I stared blankly at my laptop mere hours ago debating what to post. I started jotting my thoughts, and it led to deep reflections on my past. This is a pure first draft and my thoughts unwinding. A completely different post….a short story about love.
Note: I am currently single and have been for a year so parts have been slightly edited.
I was afraid. We were standing there in the middle of the hall, his smile in an upside c – although, not quite wide enough to imitate a grin. It was a look that showed anguish to my pause. The room was silent. Even amongst the staff room teacups clinching and wide murmurs which bellowed from my right ear and his left.
We knew the moment was over and washed away like the hat I once lost to sea. It felt like our romantic novel had transpired to an awkward comedy. One opening his love, another creating a joke with no response.
That moment came back to me as I was running down Regent’s Street. My date had awaited over an hour for me to show. The restaurant had patiently continued to set aside our table. One terrible train journey and heels that made life an ice-ring with no skating, I finally stepped foot on the street.
Stumbling along; messaging him that I had arrived, I walked the wrong way. Calmly I turned back on myself and remembered that high-school encounter. The first time I put a halt on love.
I didn’t think this date had potential. He was an anecdote to my vanishing self-esteem. The previous guy ghosted, but as my friends reminded me, I did ghost him when I said no to frolicking in his bedroom.
He was looking up at strangers like a 90’s child gleefully hoping an ice-cream van would pop around the corner. Then I appeared.
His eyes were a holiday blue; a 12 pm shade in Miami when the clouds have evaporated. His smile was as precise as a cartoon sketch from Pixar, and despite being only two inches taller, I felt my eyes peering up as though a plane had circulated by.
Inside the restaurant, the ambience was delicate. The place showed no kids in sight; each chair was taken by an introvert. The oak brown walls replicated a study; if it were not for the smiling waiters and their eager joy to demonstrate their knowledge of the menu, I would have assumed we were in a cold waiting-room which happens to serve food.

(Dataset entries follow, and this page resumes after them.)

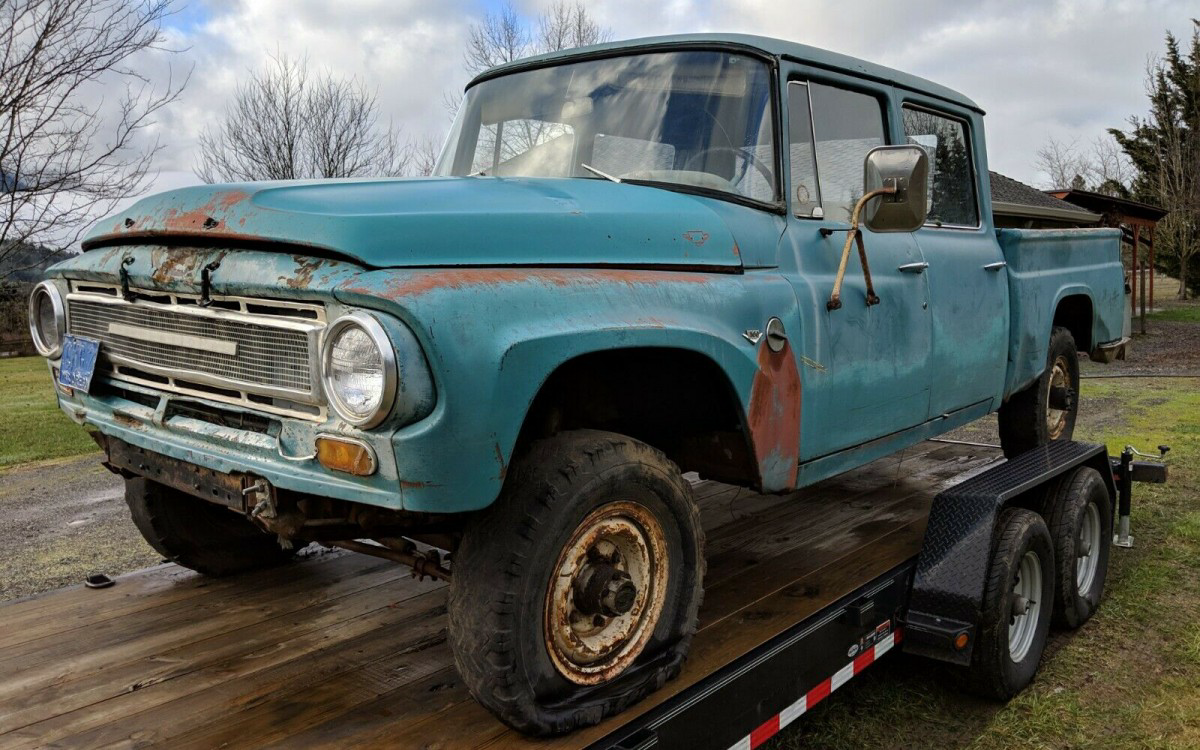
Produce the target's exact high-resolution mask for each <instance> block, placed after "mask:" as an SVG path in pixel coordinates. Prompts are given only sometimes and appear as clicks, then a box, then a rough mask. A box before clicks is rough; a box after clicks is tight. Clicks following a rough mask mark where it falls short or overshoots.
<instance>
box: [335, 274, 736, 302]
mask: <svg viewBox="0 0 1200 750" xmlns="http://www.w3.org/2000/svg"><path fill="white" fill-rule="evenodd" d="M714 270H715V269H714ZM709 281H710V277H709V275H707V274H704V272H689V271H667V270H664V271H654V270H643V269H604V270H592V269H588V270H574V269H450V270H444V271H421V272H409V271H403V272H397V275H395V276H390V277H388V278H386V280H385V281H384V283H383V288H382V289H379V288H373V287H370V286H362V284H355V286H350V287H346V290H347V292H352V293H355V294H365V295H370V296H380V295H382V296H384V298H386V299H391V300H396V299H401V298H406V296H420V295H424V294H428V293H431V292H438V290H442V289H452V290H457V289H466V288H473V287H499V286H508V284H522V283H540V284H544V286H551V287H563V288H565V287H598V286H602V284H614V283H623V284H661V283H708V282H709Z"/></svg>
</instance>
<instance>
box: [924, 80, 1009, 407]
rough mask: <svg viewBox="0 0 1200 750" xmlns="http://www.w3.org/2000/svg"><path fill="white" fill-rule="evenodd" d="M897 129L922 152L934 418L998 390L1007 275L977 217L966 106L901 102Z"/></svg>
mask: <svg viewBox="0 0 1200 750" xmlns="http://www.w3.org/2000/svg"><path fill="white" fill-rule="evenodd" d="M901 120H902V125H904V134H905V138H907V140H908V143H916V144H918V145H920V146H923V148H924V149H925V151H926V152H928V154H929V175H930V180H931V184H930V191H929V196H930V206H929V218H928V220H926V223H925V226H924V227H923V228H920V229H918V230H917V233H916V235H917V244H918V245H919V246H920V251H922V254H923V256H924V259H925V262H926V263H929V269H928V270H926V271H925V277H926V280H928V283H929V310H930V312H931V313H932V314H931V316H930V318H931V322H932V334H934V335H932V341H934V348H932V352H931V364H932V370H934V372H935V373H936V376H935V377H934V383H932V388H931V390H930V403H929V418H930V419H937V418H940V416H942V415H943V414H949V413H952V412H955V410H956V409H961V408H965V407H968V406H972V404H977V403H980V402H984V401H990V400H992V398H998V397H1000V396H1001V392H1002V389H1003V384H1004V371H1006V362H1007V359H1008V358H1007V352H1008V328H1009V317H1008V305H1009V301H1008V274H1007V271H1006V270H1004V256H1003V253H1002V251H1001V248H1000V244H998V242H997V241H996V234H995V232H994V230H992V229H991V227H990V223H991V222H990V221H988V218H989V217H985V216H980V210H979V190H978V180H979V179H980V175H986V172H985V170H984V169H979V168H977V167H976V164H979V163H983V164H986V162H985V161H984V158H985V157H984V156H983V144H982V143H973V142H972V139H971V133H972V127H971V125H972V121H973V122H974V125H976V127H974V131H973V132H976V133H978V132H982V130H980V127H979V118H978V115H974V114H972V113H968V112H964V113H961V114H958V115H955V114H950V113H948V112H946V110H942V109H935V108H932V107H926V106H925V104H924V103H919V104H918V103H914V102H906V103H905V104H904V106H902V107H901Z"/></svg>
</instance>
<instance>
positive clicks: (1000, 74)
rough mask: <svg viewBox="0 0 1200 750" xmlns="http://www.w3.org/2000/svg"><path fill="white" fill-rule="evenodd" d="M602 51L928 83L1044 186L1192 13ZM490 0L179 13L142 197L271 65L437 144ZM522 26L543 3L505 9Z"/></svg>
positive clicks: (590, 7) (1086, 141)
mask: <svg viewBox="0 0 1200 750" xmlns="http://www.w3.org/2000/svg"><path fill="white" fill-rule="evenodd" d="M584 5H586V6H587V7H588V10H589V12H590V13H592V14H593V16H594V17H595V18H596V19H598V20H599V22H600V23H601V24H602V25H604V26H607V28H610V29H611V30H612V34H613V37H614V38H618V40H619V38H634V37H641V36H649V35H658V34H683V32H704V31H715V30H719V31H736V32H746V34H760V35H764V36H775V37H780V38H786V40H791V41H797V42H803V43H806V44H812V46H815V47H823V48H827V49H833V50H836V52H841V53H845V54H850V55H853V56H858V58H863V59H866V60H871V61H874V62H878V64H882V65H887V66H889V67H894V68H899V70H902V71H905V72H908V73H914V74H917V76H922V77H924V78H929V79H931V80H935V82H937V83H941V84H943V85H947V86H950V88H952V89H955V90H958V91H960V92H962V94H965V95H966V96H968V97H971V98H973V100H974V101H976V102H977V103H979V104H980V106H982V107H983V108H984V109H985V110H986V112H988V116H986V119H985V124H986V140H988V154H989V161H990V167H991V169H994V170H997V172H1002V173H1004V174H1007V175H1009V176H1013V178H1015V179H1019V180H1021V181H1024V182H1027V184H1031V185H1036V186H1039V187H1046V186H1048V185H1045V182H1046V179H1048V178H1046V175H1043V174H1039V173H1038V169H1037V166H1036V161H1037V156H1036V152H1037V150H1038V148H1039V146H1040V145H1043V144H1044V143H1045V142H1046V139H1048V138H1051V137H1052V138H1056V139H1058V140H1063V142H1068V143H1070V142H1078V143H1079V144H1081V145H1082V146H1085V148H1086V146H1087V144H1090V143H1091V142H1092V140H1093V139H1094V138H1097V137H1100V136H1103V134H1104V133H1105V128H1108V127H1114V126H1116V127H1121V126H1126V125H1127V122H1128V118H1129V116H1130V115H1134V114H1139V115H1140V114H1144V113H1145V112H1146V96H1145V77H1146V66H1147V62H1148V61H1150V60H1151V59H1152V56H1153V55H1158V54H1160V53H1162V50H1163V49H1164V35H1165V32H1166V31H1168V30H1170V31H1174V32H1175V35H1176V36H1180V37H1190V34H1192V28H1193V26H1192V22H1190V18H1192V17H1193V16H1200V7H1198V6H1196V0H1136V1H1117V0H1114V1H1104V0H1074V1H1068V0H1057V1H1056V0H984V1H982V2H971V1H968V0H908V1H907V2H883V1H871V0H838V1H836V2H833V1H824V2H821V1H816V0H772V1H767V0H721V1H720V2H714V1H712V0H660V1H659V2H653V1H650V2H647V1H646V0H607V1H605V2H599V1H594V0H586V1H584ZM498 6H499V0H437V1H436V2H430V1H422V0H337V2H329V1H325V0H190V1H188V4H187V5H186V6H185V7H182V10H181V11H180V12H179V13H176V14H175V16H173V17H172V18H170V19H169V22H168V24H167V26H166V28H164V30H163V32H164V37H166V44H167V46H168V47H172V48H174V49H178V50H180V52H176V53H174V54H166V53H146V54H145V55H143V59H142V60H139V61H138V65H139V67H140V70H143V71H144V72H145V73H146V74H148V76H149V77H150V78H151V79H152V80H158V82H162V80H166V77H167V76H168V74H174V76H176V77H178V76H180V74H185V73H186V72H187V71H188V70H190V71H191V79H190V82H188V85H187V88H186V90H185V91H184V95H182V97H181V100H180V101H179V102H176V103H175V104H174V106H173V107H172V108H170V109H169V110H167V112H166V113H163V114H162V116H160V118H158V120H157V122H156V125H155V126H154V127H152V128H151V130H150V131H149V132H148V136H150V137H157V138H158V139H160V143H161V144H162V145H163V146H164V148H163V150H162V151H161V152H160V155H158V160H157V164H156V167H157V169H158V170H160V174H158V178H157V180H156V182H155V185H154V187H152V191H158V190H166V188H170V187H175V186H181V185H191V184H196V182H198V180H197V178H196V176H194V174H193V173H192V169H193V167H194V164H196V142H197V137H198V136H199V133H200V131H202V130H203V127H204V126H205V125H208V124H216V122H217V121H218V120H220V118H221V115H222V113H223V112H224V106H226V102H227V101H228V98H229V97H230V95H232V94H233V91H234V90H235V88H236V85H238V83H239V82H240V80H244V79H246V78H247V76H248V73H250V71H252V70H258V68H262V67H263V66H264V64H265V62H266V61H268V60H269V58H270V55H272V54H280V53H283V54H287V55H290V56H302V55H307V58H308V60H310V64H311V65H313V66H316V67H322V68H328V70H329V71H331V72H334V73H335V74H337V76H354V77H358V78H360V79H361V80H364V82H365V83H366V84H367V85H368V86H371V88H373V89H377V90H378V100H379V106H380V115H382V119H383V120H384V121H388V120H390V121H392V122H394V124H395V125H397V126H400V127H401V128H402V131H403V133H404V134H406V136H407V137H409V138H414V139H419V138H427V137H428V138H434V139H436V140H437V142H439V143H440V142H442V139H443V138H444V136H445V132H446V130H448V128H449V125H450V122H449V114H448V110H446V107H445V104H444V102H445V100H446V96H448V95H449V96H451V97H457V96H460V95H461V91H462V89H463V86H464V84H466V83H467V79H468V76H467V73H466V71H464V70H463V60H462V49H463V44H464V40H466V38H467V34H468V29H469V26H470V24H472V23H475V22H478V20H479V19H480V18H481V17H482V16H484V14H485V13H487V12H488V11H494V10H496V8H497V7H498ZM514 6H515V7H516V10H517V11H518V12H521V13H522V14H527V16H529V17H536V14H538V13H539V12H540V10H541V7H544V4H540V2H538V1H535V0H515V2H514Z"/></svg>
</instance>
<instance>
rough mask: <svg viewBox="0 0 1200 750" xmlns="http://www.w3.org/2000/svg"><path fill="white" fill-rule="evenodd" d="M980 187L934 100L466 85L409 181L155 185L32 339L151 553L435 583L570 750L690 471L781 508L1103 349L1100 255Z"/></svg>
mask: <svg viewBox="0 0 1200 750" xmlns="http://www.w3.org/2000/svg"><path fill="white" fill-rule="evenodd" d="M986 175H988V157H986V150H985V148H984V128H983V112H982V110H980V109H979V107H978V106H976V104H974V103H973V102H972V101H971V100H968V98H966V97H964V96H961V95H959V94H956V92H954V91H950V90H948V89H946V88H942V86H940V85H936V84H932V83H930V82H926V80H923V79H919V78H916V77H912V76H907V74H905V73H900V72H896V71H893V70H888V68H884V67H880V66H876V65H871V64H868V62H863V61H860V60H854V59H851V58H846V56H842V55H839V54H834V53H829V52H824V50H820V49H814V48H810V47H804V46H800V44H794V43H788V42H782V41H775V40H768V38H758V37H749V36H736V35H703V36H674V37H660V38H649V40H640V41H631V42H619V43H611V44H605V46H599V47H590V48H584V49H577V50H570V52H565V53H554V54H551V55H542V56H538V58H530V59H526V60H520V61H516V62H512V64H508V65H504V66H500V67H497V68H493V70H490V71H487V72H485V73H482V74H481V76H479V77H478V78H476V79H475V80H473V82H472V83H470V85H469V86H468V88H467V92H466V98H464V101H463V103H462V106H461V108H460V110H458V114H457V118H456V120H455V122H454V126H452V130H451V132H450V136H449V138H448V142H446V144H445V146H444V150H443V152H442V156H440V161H439V163H438V166H437V169H436V174H434V176H432V178H427V179H397V180H337V181H319V182H263V184H245V185H214V186H203V187H190V188H184V190H176V191H172V192H167V193H162V194H158V196H154V197H150V198H146V199H144V200H142V202H139V203H137V204H136V205H133V206H132V208H130V209H128V210H126V211H124V212H121V214H120V215H118V216H114V217H112V218H108V220H104V221H102V222H100V224H98V226H97V227H96V228H95V229H94V230H92V232H91V234H90V235H89V236H88V238H86V240H85V241H84V251H85V252H83V253H82V254H79V256H78V257H74V258H71V259H68V260H66V262H64V263H60V264H59V265H56V266H54V268H53V269H50V271H49V274H48V278H47V280H46V281H44V282H42V283H41V284H40V286H38V287H37V288H36V289H35V292H34V294H32V298H31V300H30V313H31V314H30V320H31V328H32V332H34V337H35V340H36V343H37V346H38V348H40V350H41V353H42V354H43V355H44V356H46V358H47V360H48V361H49V367H50V370H52V372H53V374H54V378H55V386H56V389H58V398H59V403H60V404H61V407H62V409H64V410H65V412H66V413H67V414H68V415H70V416H71V418H72V419H73V420H76V421H77V422H79V424H80V425H83V426H84V427H85V428H86V430H89V431H90V432H91V434H92V436H94V437H95V438H96V440H97V442H98V443H100V445H101V446H102V448H103V450H104V451H106V454H107V458H106V462H107V466H109V468H112V469H113V470H114V472H118V473H120V474H121V475H124V476H125V479H126V487H127V492H126V499H127V502H128V505H130V509H131V514H132V516H133V521H134V522H136V523H137V526H138V527H139V529H140V530H142V532H143V534H144V535H145V538H146V540H148V541H149V542H150V544H151V545H152V546H154V547H155V548H156V550H158V551H161V552H162V553H163V554H164V556H167V557H168V558H170V559H173V560H176V562H178V563H179V564H181V565H186V566H190V568H193V569H196V570H198V571H200V572H204V574H210V575H223V574H230V572H235V571H239V570H245V569H251V568H258V566H264V565H271V564H277V563H282V562H284V560H286V559H288V558H289V557H290V556H292V554H293V553H294V551H295V550H296V548H299V547H302V546H305V545H307V544H310V542H322V544H328V545H336V546H342V547H347V548H350V550H356V551H359V552H367V553H371V554H379V556H383V557H388V558H390V559H395V560H398V562H401V563H406V564H409V565H413V566H414V568H415V570H416V571H418V572H420V574H422V575H430V576H433V577H439V578H445V580H449V581H450V600H449V634H450V641H451V644H452V647H454V652H455V659H456V662H457V666H458V668H460V671H461V673H462V676H463V679H464V682H466V683H467V685H468V686H469V688H470V690H472V692H473V694H474V695H475V697H476V698H478V700H479V701H480V702H481V703H484V704H485V706H486V707H487V708H488V709H491V710H492V712H493V713H496V714H497V715H498V716H499V718H500V719H503V720H504V721H506V722H509V724H510V725H512V726H515V727H517V728H521V730H523V731H527V732H535V733H552V732H563V731H568V730H570V728H572V727H576V726H581V725H584V724H590V722H595V721H598V720H600V719H601V718H602V716H605V715H608V714H611V713H614V712H617V710H620V709H622V708H623V707H624V706H628V704H630V703H631V702H634V701H636V700H638V698H640V697H641V696H643V695H646V694H647V692H649V691H652V690H654V689H656V688H658V686H660V685H661V684H662V683H664V682H665V680H666V679H670V678H671V677H672V676H674V674H676V673H677V672H678V670H679V668H680V664H682V661H683V659H684V656H685V654H686V650H688V647H689V642H690V638H691V635H692V632H694V630H695V628H696V613H697V607H698V602H700V599H701V594H702V586H703V575H704V557H703V533H702V530H701V526H700V520H698V514H697V510H696V504H695V502H694V499H692V496H691V490H690V485H689V482H688V481H686V480H685V479H684V473H685V472H697V473H698V474H700V475H701V476H706V478H712V479H718V480H720V481H725V482H732V484H736V485H742V486H746V487H751V488H754V490H756V491H760V492H772V493H784V492H790V491H792V490H796V488H799V487H804V486H808V485H811V484H812V482H816V481H818V480H821V479H823V478H828V476H830V475H834V474H838V473H841V472H846V470H848V469H852V468H854V467H858V466H862V464H864V463H866V462H869V461H872V460H875V458H878V457H880V456H883V455H887V454H889V452H893V451H898V450H900V449H904V448H905V446H908V445H912V444H914V443H917V442H919V440H923V439H925V438H929V437H932V436H937V434H940V433H943V432H946V431H948V430H952V428H954V427H958V426H960V425H964V424H966V422H970V421H972V420H976V419H979V418H982V416H984V415H988V414H990V413H992V412H998V413H1000V415H998V419H1000V427H1001V433H1002V439H1003V446H1004V450H1006V452H1007V454H1008V455H1015V454H1019V452H1022V451H1025V450H1027V449H1031V448H1034V446H1037V445H1039V444H1042V443H1045V442H1049V440H1056V439H1063V438H1069V437H1070V434H1072V428H1073V425H1074V420H1075V414H1076V412H1078V408H1079V402H1078V397H1076V389H1078V384H1079V361H1078V353H1079V352H1084V353H1088V354H1090V355H1091V356H1092V358H1093V359H1100V360H1110V359H1111V358H1114V356H1121V355H1123V352H1124V347H1126V338H1124V337H1123V334H1122V332H1123V325H1124V294H1123V290H1124V289H1123V278H1122V270H1121V263H1120V256H1118V235H1117V233H1116V232H1115V230H1103V229H1098V230H1018V229H1001V230H997V229H996V228H995V227H994V226H992V216H991V210H990V193H989V181H988V179H986ZM364 540H372V541H364Z"/></svg>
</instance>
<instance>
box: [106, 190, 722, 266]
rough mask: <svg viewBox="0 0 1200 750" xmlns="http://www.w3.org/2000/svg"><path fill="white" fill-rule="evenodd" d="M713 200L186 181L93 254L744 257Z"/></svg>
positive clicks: (423, 260)
mask: <svg viewBox="0 0 1200 750" xmlns="http://www.w3.org/2000/svg"><path fill="white" fill-rule="evenodd" d="M706 200H710V199H704V198H698V197H692V196H688V194H683V193H676V192H671V191H668V190H661V188H655V187H646V186H637V185H629V184H617V182H610V181H607V180H590V179H547V178H540V179H535V178H526V179H508V178H419V179H394V180H322V181H306V182H248V184H242V185H204V186H197V187H185V188H181V190H174V191H169V192H164V193H160V194H157V196H151V197H149V198H144V199H143V200H139V202H138V203H136V204H133V205H132V206H131V208H128V209H127V210H125V211H124V212H121V214H119V215H116V216H112V217H109V218H106V220H102V221H101V222H100V223H97V224H96V227H94V228H92V230H91V232H90V233H89V234H88V236H86V238H85V239H84V241H83V248H84V250H85V251H88V250H92V248H96V247H104V246H112V245H127V244H156V245H184V246H186V245H205V246H224V247H239V246H253V247H259V248H260V247H264V246H265V247H270V246H271V245H278V246H280V250H282V251H287V252H304V251H307V252H310V253H312V254H325V256H340V257H344V258H348V259H352V260H354V262H356V263H360V264H362V265H366V266H371V268H404V266H461V265H476V266H478V265H482V266H486V265H659V264H662V265H673V266H702V268H721V266H733V268H737V266H739V265H740V263H742V262H740V258H739V256H738V251H737V245H736V244H734V239H733V236H732V234H731V233H730V229H728V227H727V226H726V223H725V221H724V220H722V218H721V217H720V216H718V214H716V212H715V211H714V210H713V209H712V208H709V206H708V205H706Z"/></svg>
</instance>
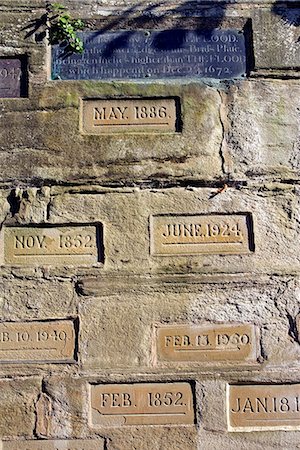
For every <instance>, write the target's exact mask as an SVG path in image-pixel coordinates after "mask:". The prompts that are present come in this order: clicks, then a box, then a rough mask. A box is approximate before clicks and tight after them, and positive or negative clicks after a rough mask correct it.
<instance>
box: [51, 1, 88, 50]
mask: <svg viewBox="0 0 300 450" xmlns="http://www.w3.org/2000/svg"><path fill="white" fill-rule="evenodd" d="M46 10H47V29H48V41H49V44H51V45H52V44H53V45H54V44H60V45H63V46H65V53H83V50H84V46H83V42H82V40H81V39H80V37H78V35H77V31H78V30H82V29H83V28H84V23H83V21H82V20H80V19H73V18H72V17H71V15H70V13H69V12H68V9H67V8H66V7H65V6H64V5H62V4H61V3H56V2H55V3H52V2H47V5H46Z"/></svg>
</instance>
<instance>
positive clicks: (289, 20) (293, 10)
mask: <svg viewBox="0 0 300 450" xmlns="http://www.w3.org/2000/svg"><path fill="white" fill-rule="evenodd" d="M296 6H297V5H295V6H294V7H293V6H292V4H290V5H289V6H288V5H287V4H280V3H279V2H274V4H273V6H272V7H271V10H267V9H259V8H254V11H253V19H252V20H253V22H252V23H253V38H254V58H255V68H256V69H268V70H270V69H297V68H299V67H300V46H299V28H298V26H299V23H300V8H297V7H296Z"/></svg>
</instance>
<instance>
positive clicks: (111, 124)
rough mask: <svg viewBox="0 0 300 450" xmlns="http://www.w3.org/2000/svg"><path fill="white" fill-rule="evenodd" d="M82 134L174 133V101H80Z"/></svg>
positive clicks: (174, 117) (133, 100) (158, 98)
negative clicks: (172, 132)
mask: <svg viewBox="0 0 300 450" xmlns="http://www.w3.org/2000/svg"><path fill="white" fill-rule="evenodd" d="M81 131H82V132H83V133H87V134H103V133H116V132H117V133H118V132H119V133H124V132H126V133H128V132H129V133H160V132H175V131H176V103H175V99H171V98H153V99H126V100H125V99H123V100H121V99H120V100H119V99H112V100H100V99H99V100H83V101H82V107H81Z"/></svg>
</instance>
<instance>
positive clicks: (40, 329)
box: [0, 320, 76, 363]
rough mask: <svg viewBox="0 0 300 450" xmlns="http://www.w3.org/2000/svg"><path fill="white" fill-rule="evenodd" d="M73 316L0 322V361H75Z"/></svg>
mask: <svg viewBox="0 0 300 450" xmlns="http://www.w3.org/2000/svg"><path fill="white" fill-rule="evenodd" d="M75 342H76V332H75V327H74V321H73V320H53V321H45V322H43V321H41V322H2V323H0V363H21V362H26V363H30V362H32V363H37V362H40V363H50V362H55V363H59V362H63V363H69V362H75Z"/></svg>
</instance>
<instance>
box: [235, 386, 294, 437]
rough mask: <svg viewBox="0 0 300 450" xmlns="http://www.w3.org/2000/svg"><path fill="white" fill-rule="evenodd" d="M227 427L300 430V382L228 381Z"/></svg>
mask: <svg viewBox="0 0 300 450" xmlns="http://www.w3.org/2000/svg"><path fill="white" fill-rule="evenodd" d="M227 389H228V391H227V415H228V430H229V431H237V432H240V431H264V430H300V384H263V385H228V387H227Z"/></svg>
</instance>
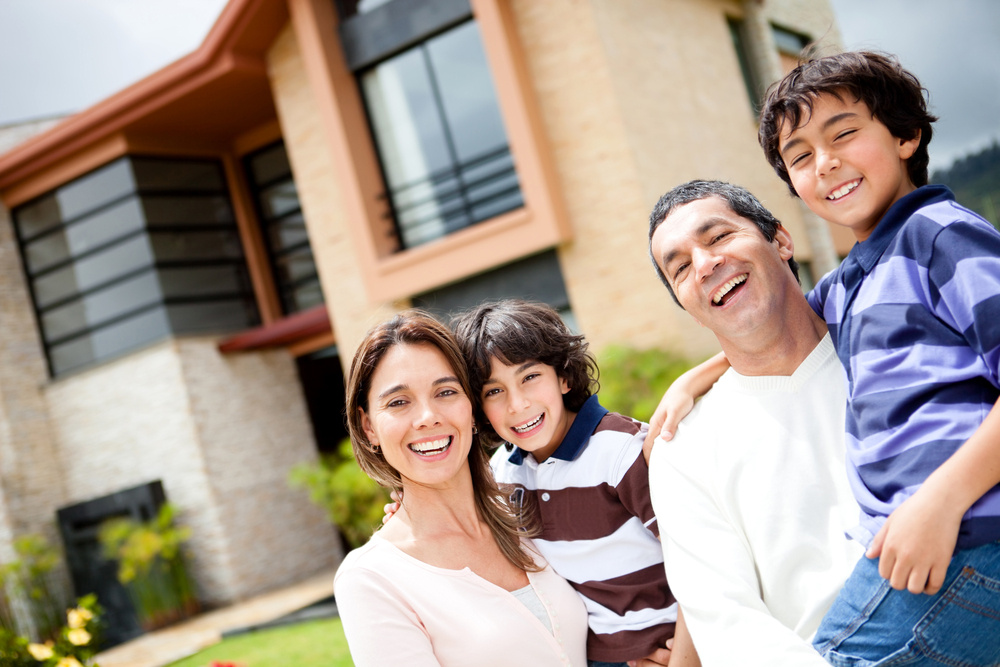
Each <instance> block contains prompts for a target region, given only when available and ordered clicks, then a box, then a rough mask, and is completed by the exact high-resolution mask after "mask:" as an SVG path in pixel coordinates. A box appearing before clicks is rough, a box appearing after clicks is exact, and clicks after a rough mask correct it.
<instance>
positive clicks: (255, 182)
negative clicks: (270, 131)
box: [247, 143, 292, 184]
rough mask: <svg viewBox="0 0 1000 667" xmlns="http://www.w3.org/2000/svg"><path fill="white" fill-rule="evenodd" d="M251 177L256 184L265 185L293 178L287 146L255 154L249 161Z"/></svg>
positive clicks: (280, 146)
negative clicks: (273, 180) (286, 146)
mask: <svg viewBox="0 0 1000 667" xmlns="http://www.w3.org/2000/svg"><path fill="white" fill-rule="evenodd" d="M247 163H248V165H249V168H250V177H251V179H252V180H253V181H254V183H259V184H264V183H270V182H271V181H273V180H275V179H278V178H284V177H288V176H291V174H292V168H291V167H290V166H289V164H288V153H287V152H286V151H285V144H283V143H281V144H276V145H275V146H272V147H270V148H265V149H264V150H262V151H261V152H259V153H256V154H254V155H253V156H251V157H250V158H249V160H247Z"/></svg>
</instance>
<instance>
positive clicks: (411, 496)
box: [389, 474, 483, 539]
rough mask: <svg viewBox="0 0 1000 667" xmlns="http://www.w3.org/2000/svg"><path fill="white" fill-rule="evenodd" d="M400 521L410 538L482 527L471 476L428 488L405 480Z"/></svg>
mask: <svg viewBox="0 0 1000 667" xmlns="http://www.w3.org/2000/svg"><path fill="white" fill-rule="evenodd" d="M399 518H401V519H403V523H404V524H406V526H407V527H408V532H409V535H410V537H411V538H412V539H420V538H433V537H434V536H435V535H440V534H441V533H446V532H448V533H450V532H455V531H460V532H465V533H469V534H474V533H478V532H479V531H480V530H481V529H482V528H483V526H482V521H481V520H480V518H479V513H478V512H477V511H476V502H475V498H474V492H473V488H472V477H471V474H470V475H463V476H462V478H461V479H459V480H455V483H453V484H449V485H448V486H446V487H430V486H425V485H422V484H418V483H416V482H413V481H410V480H406V479H404V480H403V503H402V510H401V512H400V517H399ZM391 524H392V522H391V521H390V522H389V525H391Z"/></svg>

Two glasses of wine and steaks later, our shoulders slightly hunched down as we zoomed in closer. I no longer felt required to continuously apologise for my lateness. We clearly connected effortlessly past cliche lines and comments on the weather.
Double my age and with a career my best friend dreams of; he had a flat in another country, and three nieces and nephews who he talked about in the manner of a mother gushing about her new-born baby.
As we headed back to the tube station with our fingers interlocking, my date kissed me goodbye. It was in the middle of the walk-way with passers-by knocking past us in repeated frustration.
My current boyfriend, doesn’t gush unless in public. He doesn’t walk into a room; he is the room. His suit is never a piece without a waist-coat; his shoes never feel the particles of mud, and while his eyes are a shade lighter in-depth and blue colour, they look a little more lived.
You can imagine thunderstorms and rain hailing; when you see your reflection glancing closely at him, it looks back in a cloudy vision.
“This is something to tell the grandkids”.
“I wonder how we will both look. You’ll be much older of course. My hair could be brown while yours is grey”.
I always reply back with a hint of sarcasm. Yes, he is older, and I like to tease one of the few upper-hands I have against him.
My intelligence is mediocre when he speaks various languages and plays various instruments. He can criticise you with enough charm that you receive it as a compliment.
He has old-school manners and keeps tissues on the inside of his suit pocket. His work bag resembles a child’s school rucksack or a bag you take to camping.
There are deep lines centred around his forehead and at the edges of his eyes. When they crinkle, you can paint a lined pattern. The smoothness missing from his complexion, is forgiven due to the smoothness of his seduction.
He speaks all the right lines and mimics my thoughts so eloquently.
The only trouble is our relationship is delving non-existent. We live apart and he waltzes in and out my life as a merry-go-round.
And then there was this other guy.
Have you ever written a short story about love? If you can actually define this post as that. And in truth, how did you feel reading? Were you like….a short story about love – interesting idea, or what on earth this isn’t your usual thing to post?!